Mixed-precision quantization optimizer for MLX models on Apple Silicon

These details have not been verified by PyPI

Project links

Models

Project description

mlx-optiq

Optimized deployment of LLMs, VLMs, and vision models on Apple Silicon.

Website: https://mlx-optiq.pages.dev/ | PyPI: https://pypi.org/project/mlx-optiq/ | Models: https://huggingface.co/mlx-community?search_models=OptiQ

OptIQ is an optimizing compiler and runtime for MLX. It takes a full-precision model and turns it into the best version for a given memory/latency budget on your Mac, using per-layer sensitivity measurements instead of "uniform 4-bit everywhere". The same sensitivity signal drives every layer of the stack — weights, KV cache, LoRA fine-tuning, runtime adapter swapping.

pip install mlx-optiq

Why mlx-optiq

Stock mlx-lm treats every layer of a quantized model the same. OptIQ doesn't:

Some layers are 50× more sensitive to quantization than others.

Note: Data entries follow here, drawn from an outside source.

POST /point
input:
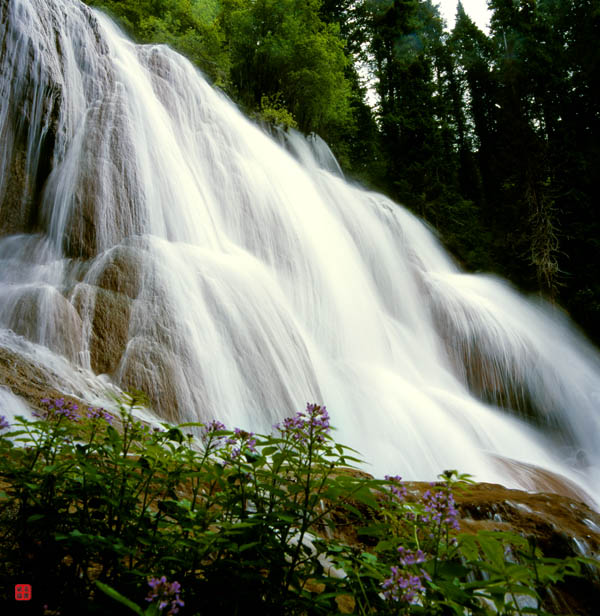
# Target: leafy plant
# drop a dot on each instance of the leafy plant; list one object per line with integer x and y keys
{"x": 99, "y": 510}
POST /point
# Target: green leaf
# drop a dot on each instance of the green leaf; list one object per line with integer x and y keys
{"x": 35, "y": 517}
{"x": 111, "y": 592}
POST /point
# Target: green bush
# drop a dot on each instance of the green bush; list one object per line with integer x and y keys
{"x": 106, "y": 514}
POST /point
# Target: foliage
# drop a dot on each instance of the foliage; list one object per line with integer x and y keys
{"x": 104, "y": 513}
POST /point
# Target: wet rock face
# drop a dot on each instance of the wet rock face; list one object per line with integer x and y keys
{"x": 25, "y": 379}
{"x": 560, "y": 526}
{"x": 108, "y": 315}
{"x": 122, "y": 271}
{"x": 44, "y": 316}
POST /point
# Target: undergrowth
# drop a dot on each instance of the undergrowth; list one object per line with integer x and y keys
{"x": 103, "y": 514}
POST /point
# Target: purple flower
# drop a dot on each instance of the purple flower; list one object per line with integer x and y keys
{"x": 396, "y": 487}
{"x": 99, "y": 413}
{"x": 209, "y": 437}
{"x": 314, "y": 422}
{"x": 440, "y": 508}
{"x": 58, "y": 408}
{"x": 402, "y": 586}
{"x": 165, "y": 594}
{"x": 408, "y": 558}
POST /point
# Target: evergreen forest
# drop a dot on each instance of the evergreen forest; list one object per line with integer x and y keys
{"x": 492, "y": 138}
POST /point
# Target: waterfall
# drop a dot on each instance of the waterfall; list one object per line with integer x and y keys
{"x": 151, "y": 237}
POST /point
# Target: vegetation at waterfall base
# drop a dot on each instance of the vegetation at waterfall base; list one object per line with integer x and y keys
{"x": 105, "y": 514}
{"x": 489, "y": 136}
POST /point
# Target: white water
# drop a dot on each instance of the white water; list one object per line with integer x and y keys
{"x": 256, "y": 283}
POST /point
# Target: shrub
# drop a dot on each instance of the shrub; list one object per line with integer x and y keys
{"x": 101, "y": 512}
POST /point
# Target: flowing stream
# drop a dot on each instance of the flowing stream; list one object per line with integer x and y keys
{"x": 151, "y": 237}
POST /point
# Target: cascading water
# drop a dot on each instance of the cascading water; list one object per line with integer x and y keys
{"x": 153, "y": 236}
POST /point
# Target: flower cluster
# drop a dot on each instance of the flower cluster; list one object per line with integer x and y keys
{"x": 401, "y": 586}
{"x": 4, "y": 425}
{"x": 314, "y": 422}
{"x": 241, "y": 441}
{"x": 440, "y": 508}
{"x": 99, "y": 413}
{"x": 396, "y": 488}
{"x": 165, "y": 594}
{"x": 58, "y": 408}
{"x": 209, "y": 435}
{"x": 408, "y": 558}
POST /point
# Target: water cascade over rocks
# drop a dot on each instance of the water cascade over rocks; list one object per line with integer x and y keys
{"x": 153, "y": 238}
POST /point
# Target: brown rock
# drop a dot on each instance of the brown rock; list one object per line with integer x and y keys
{"x": 154, "y": 370}
{"x": 109, "y": 315}
{"x": 122, "y": 271}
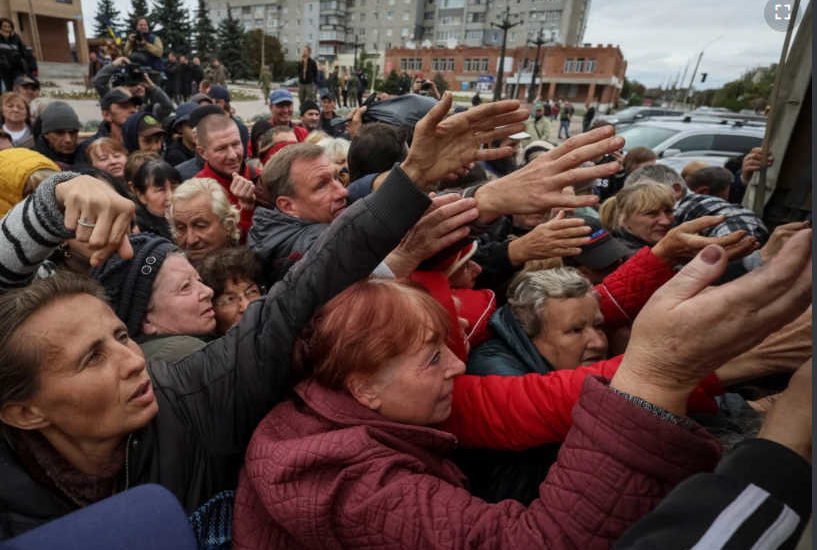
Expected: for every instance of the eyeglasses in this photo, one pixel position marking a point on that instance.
(232, 299)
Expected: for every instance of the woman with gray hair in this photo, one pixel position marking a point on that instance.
(202, 219)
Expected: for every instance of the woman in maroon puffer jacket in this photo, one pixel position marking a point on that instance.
(354, 459)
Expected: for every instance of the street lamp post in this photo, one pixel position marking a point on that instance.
(506, 25)
(539, 43)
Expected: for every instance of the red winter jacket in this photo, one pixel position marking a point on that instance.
(624, 292)
(324, 472)
(245, 221)
(521, 412)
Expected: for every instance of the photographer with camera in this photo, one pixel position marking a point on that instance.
(124, 72)
(144, 48)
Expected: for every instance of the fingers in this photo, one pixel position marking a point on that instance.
(436, 115)
(704, 269)
(593, 136)
(588, 152)
(699, 224)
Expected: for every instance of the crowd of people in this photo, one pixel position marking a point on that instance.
(408, 327)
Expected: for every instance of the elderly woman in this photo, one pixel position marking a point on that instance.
(108, 155)
(15, 117)
(234, 275)
(152, 187)
(357, 458)
(640, 214)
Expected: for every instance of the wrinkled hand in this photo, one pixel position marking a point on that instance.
(687, 330)
(443, 145)
(443, 224)
(778, 238)
(789, 420)
(354, 125)
(95, 202)
(244, 190)
(537, 186)
(683, 241)
(752, 162)
(555, 238)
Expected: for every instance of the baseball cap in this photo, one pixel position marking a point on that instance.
(220, 92)
(118, 96)
(199, 97)
(149, 126)
(603, 249)
(25, 80)
(280, 96)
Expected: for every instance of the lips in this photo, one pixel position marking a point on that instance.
(143, 394)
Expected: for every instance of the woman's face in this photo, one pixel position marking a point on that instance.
(110, 161)
(179, 303)
(93, 385)
(231, 303)
(572, 333)
(14, 111)
(416, 387)
(650, 226)
(156, 199)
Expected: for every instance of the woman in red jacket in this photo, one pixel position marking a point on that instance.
(355, 459)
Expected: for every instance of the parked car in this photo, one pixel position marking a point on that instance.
(676, 138)
(631, 115)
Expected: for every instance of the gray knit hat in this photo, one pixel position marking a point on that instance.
(129, 283)
(59, 116)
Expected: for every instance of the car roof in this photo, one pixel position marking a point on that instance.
(677, 124)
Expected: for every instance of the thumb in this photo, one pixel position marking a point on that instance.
(702, 271)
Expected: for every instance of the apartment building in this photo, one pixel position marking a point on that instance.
(44, 26)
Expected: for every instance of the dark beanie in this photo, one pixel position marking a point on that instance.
(307, 105)
(58, 116)
(129, 283)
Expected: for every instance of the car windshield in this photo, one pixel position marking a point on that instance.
(645, 136)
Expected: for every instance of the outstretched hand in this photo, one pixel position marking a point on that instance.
(684, 241)
(99, 216)
(687, 329)
(441, 146)
(537, 186)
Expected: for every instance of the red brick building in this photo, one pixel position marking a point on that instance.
(580, 74)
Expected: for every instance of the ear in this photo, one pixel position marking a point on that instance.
(287, 206)
(364, 391)
(23, 416)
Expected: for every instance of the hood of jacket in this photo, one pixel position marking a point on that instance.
(275, 236)
(509, 352)
(130, 131)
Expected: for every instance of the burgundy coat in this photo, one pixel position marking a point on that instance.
(324, 472)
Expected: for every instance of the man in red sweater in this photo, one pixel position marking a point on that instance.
(218, 142)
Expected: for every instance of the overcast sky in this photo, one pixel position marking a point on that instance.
(659, 37)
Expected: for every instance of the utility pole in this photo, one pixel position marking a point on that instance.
(506, 25)
(356, 45)
(539, 43)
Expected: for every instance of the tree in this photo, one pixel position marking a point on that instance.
(205, 34)
(139, 9)
(106, 15)
(171, 23)
(232, 50)
(273, 55)
(440, 83)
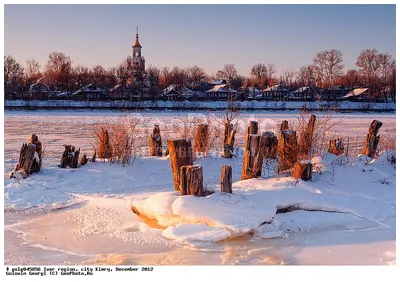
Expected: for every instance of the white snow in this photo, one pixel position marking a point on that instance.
(195, 232)
(36, 157)
(355, 199)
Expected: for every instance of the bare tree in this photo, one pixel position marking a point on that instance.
(306, 76)
(13, 73)
(59, 70)
(386, 66)
(178, 76)
(228, 72)
(351, 78)
(289, 77)
(98, 76)
(123, 72)
(165, 78)
(32, 71)
(195, 75)
(81, 76)
(368, 63)
(154, 77)
(271, 71)
(329, 66)
(259, 73)
(111, 77)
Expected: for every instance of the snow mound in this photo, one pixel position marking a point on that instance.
(195, 232)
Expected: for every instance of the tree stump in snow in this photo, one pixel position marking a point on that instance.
(306, 138)
(253, 128)
(287, 149)
(180, 151)
(201, 143)
(271, 145)
(66, 156)
(75, 158)
(303, 170)
(104, 151)
(155, 142)
(229, 140)
(191, 180)
(336, 146)
(284, 125)
(30, 158)
(94, 157)
(371, 143)
(84, 159)
(226, 179)
(70, 157)
(253, 156)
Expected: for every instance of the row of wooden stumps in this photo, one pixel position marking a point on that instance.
(30, 158)
(188, 178)
(200, 146)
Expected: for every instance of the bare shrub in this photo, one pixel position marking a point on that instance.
(185, 127)
(119, 142)
(322, 131)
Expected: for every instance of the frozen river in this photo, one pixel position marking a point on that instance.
(100, 228)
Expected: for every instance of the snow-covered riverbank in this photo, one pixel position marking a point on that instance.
(83, 216)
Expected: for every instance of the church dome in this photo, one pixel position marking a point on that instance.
(137, 44)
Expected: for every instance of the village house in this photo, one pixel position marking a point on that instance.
(177, 93)
(220, 92)
(39, 91)
(333, 94)
(250, 92)
(357, 95)
(275, 93)
(122, 92)
(305, 93)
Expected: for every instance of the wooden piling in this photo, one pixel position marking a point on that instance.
(372, 140)
(156, 142)
(226, 179)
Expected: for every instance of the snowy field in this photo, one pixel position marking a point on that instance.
(346, 215)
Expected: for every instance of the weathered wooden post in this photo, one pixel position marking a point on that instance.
(303, 170)
(30, 158)
(271, 145)
(284, 125)
(191, 180)
(104, 151)
(75, 158)
(84, 160)
(201, 142)
(226, 179)
(306, 138)
(94, 157)
(253, 128)
(155, 142)
(180, 152)
(70, 157)
(37, 163)
(253, 156)
(371, 143)
(229, 140)
(336, 146)
(287, 149)
(66, 156)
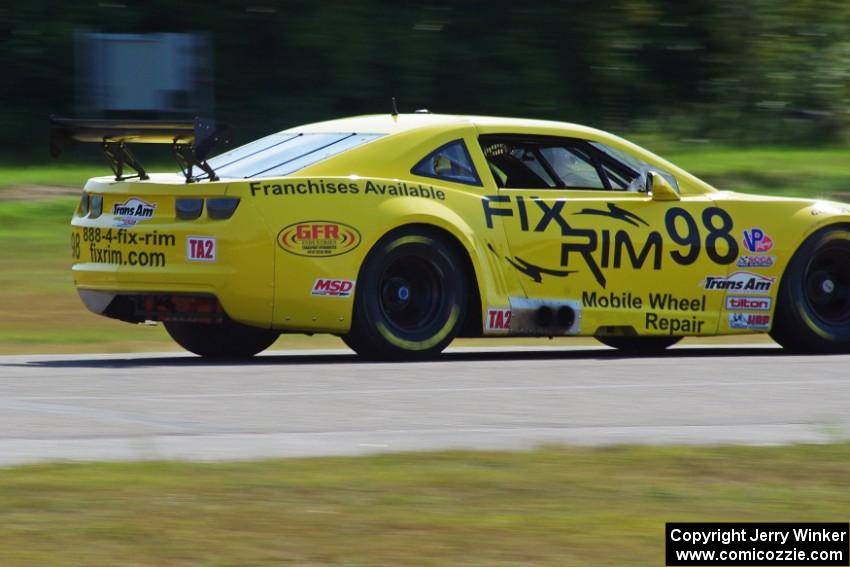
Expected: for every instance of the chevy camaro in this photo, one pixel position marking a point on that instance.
(400, 232)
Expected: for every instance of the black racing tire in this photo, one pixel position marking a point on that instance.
(411, 297)
(812, 312)
(226, 340)
(639, 345)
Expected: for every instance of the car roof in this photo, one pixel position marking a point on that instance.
(393, 124)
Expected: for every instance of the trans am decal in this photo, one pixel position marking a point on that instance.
(132, 211)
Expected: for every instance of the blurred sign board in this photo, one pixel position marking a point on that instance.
(157, 75)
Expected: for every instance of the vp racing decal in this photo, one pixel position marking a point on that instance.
(600, 250)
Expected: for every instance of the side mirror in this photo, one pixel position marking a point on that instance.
(660, 188)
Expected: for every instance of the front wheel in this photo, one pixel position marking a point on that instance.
(639, 345)
(813, 304)
(411, 297)
(226, 340)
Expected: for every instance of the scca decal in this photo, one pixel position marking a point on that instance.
(749, 321)
(318, 238)
(609, 249)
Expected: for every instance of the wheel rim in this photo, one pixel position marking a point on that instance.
(411, 292)
(827, 284)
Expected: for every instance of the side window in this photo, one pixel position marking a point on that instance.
(542, 163)
(574, 166)
(451, 162)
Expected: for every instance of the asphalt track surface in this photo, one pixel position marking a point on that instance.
(311, 403)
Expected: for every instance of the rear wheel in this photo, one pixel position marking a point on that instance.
(639, 345)
(227, 340)
(813, 304)
(411, 297)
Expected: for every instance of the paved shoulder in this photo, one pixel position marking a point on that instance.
(117, 407)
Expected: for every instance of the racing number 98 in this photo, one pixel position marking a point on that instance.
(719, 226)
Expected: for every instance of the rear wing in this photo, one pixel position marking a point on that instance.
(191, 142)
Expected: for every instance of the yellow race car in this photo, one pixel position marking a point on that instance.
(400, 232)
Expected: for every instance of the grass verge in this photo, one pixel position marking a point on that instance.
(553, 506)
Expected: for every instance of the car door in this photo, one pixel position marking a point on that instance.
(581, 229)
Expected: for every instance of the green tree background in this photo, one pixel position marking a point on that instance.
(751, 71)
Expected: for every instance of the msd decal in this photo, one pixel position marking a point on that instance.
(749, 321)
(741, 282)
(738, 303)
(755, 240)
(498, 320)
(200, 248)
(132, 211)
(333, 288)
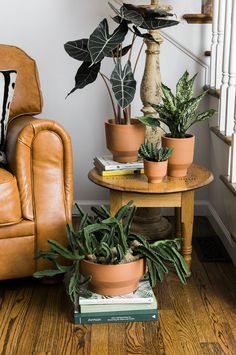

OptIQ measures this once per model and assigns bits per-layer, holding the same average bits-per-weight while cutting quality loss. On GSM8K, this recovers +15–32 percentage points over uniform 4-bit on the same model, same quant budget (results).
The same is true of the KV cache. Some attention layers' KV are catastrophic to quantize (layer 0 KV is ~56× more sensitive than the median), others are essentially lossless at 4-bit. optiq serve runs a per-layer KV quant pipeline that keeps your quality while cutting decode memory — up to +62% decode tok/s at 64k context vs fp16 KV on M3 Max.
LoRA fine-tuning should reuse that sensitivity signal too. optiq lora train assigns higher adapter rank to layers OptIQ identified as sensitive, and lower rank to robust ones — so your adapter budget goes where it helps most.
Multi-adapter serving shouldn't reload the base model every time. optiq serve implements reversible mounted LoRA: mount multiple adapters on one base, switch per-request via a ContextVar-isolated activation gate, all without touching the frozen base weights.

Plus everything a deployment framework actually needs: vision-stripping for pure-text variants of VLMs, TurboQuant rotated-space KV compression (research path), YOLO26 quantization for object detection, and a roofline latency model calibrated to Apple Silicon bandwidth.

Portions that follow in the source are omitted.